Ian Lumsden
- Birth name: Ian James Michael Lumsden
- Date of birth: 6 April 1923
- Place of birth: Bruntsfield, Edinburgh, Scotland
- Date of death: August 2008 (aged 85)
- Place of death: Mosman Park, Perth, Australia

Rugby union career
- Position(s): Fullback

Amateur team(s)
- Years: Team / Apps / (Points)
- Watsonians RFC /  / ()
- –: Bath FC /  / ()

Provincial / State sides
- Years: Team / Apps / (Points)
- Scotland Probables /  / ()

International career
- Years: Team / Apps / (Points)
- 1947-1949: Scotland / 7 / (0)

= Ian Lumsden =

Scotland international rugby union player

Ian James Michael Lumsden (6 April 1923 – August 2008) was a Scottish rugby union international.

==Rugby Union career==

===Provincial career===

He represented the Scotland Probables side in 1947.
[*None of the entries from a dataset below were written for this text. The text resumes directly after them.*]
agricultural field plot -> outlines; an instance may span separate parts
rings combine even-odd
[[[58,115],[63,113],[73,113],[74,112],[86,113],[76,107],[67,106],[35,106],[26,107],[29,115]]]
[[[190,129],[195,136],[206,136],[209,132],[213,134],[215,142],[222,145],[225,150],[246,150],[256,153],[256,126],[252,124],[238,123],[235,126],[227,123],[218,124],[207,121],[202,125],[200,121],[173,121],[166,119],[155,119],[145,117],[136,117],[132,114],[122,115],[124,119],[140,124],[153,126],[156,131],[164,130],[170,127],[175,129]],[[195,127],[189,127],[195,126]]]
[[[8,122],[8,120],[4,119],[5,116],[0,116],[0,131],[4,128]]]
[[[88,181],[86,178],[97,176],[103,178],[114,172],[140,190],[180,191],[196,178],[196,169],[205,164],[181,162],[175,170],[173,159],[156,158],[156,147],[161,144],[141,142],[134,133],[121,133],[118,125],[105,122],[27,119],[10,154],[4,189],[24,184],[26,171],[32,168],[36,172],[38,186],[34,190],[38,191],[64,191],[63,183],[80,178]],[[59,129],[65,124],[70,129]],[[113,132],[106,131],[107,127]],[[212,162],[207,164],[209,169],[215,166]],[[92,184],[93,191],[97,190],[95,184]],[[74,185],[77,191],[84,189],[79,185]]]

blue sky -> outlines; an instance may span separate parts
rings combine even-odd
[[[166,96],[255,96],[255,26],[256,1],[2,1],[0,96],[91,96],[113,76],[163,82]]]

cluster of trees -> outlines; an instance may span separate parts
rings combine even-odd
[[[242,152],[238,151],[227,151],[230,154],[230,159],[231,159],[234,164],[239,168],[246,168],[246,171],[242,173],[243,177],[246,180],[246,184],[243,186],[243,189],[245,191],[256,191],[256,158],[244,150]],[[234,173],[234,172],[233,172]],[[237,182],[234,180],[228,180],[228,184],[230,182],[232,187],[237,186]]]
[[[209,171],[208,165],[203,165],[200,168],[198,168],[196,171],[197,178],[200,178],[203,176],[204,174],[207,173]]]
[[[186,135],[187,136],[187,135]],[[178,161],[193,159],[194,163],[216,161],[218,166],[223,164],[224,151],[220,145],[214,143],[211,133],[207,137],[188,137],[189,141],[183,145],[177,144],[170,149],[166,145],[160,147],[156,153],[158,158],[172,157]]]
===International career===

Lumsden, a full-back and occasional fly half, was capped seven times in Tests for Scotland. These appearances came in both the 1947 and 1949 Five Nations Championships.

==Cricket career==

He also played first-class cricket with the Scottish national team and the Combined Services during the 1940s. A middle order batsman, Lumsden made 379 runs at 27.07 from his seven first-class matches. He made three half centuries, two of which, including his highest score of 66, came in a drawn match with Warwickshire at Edgbaston in 1948.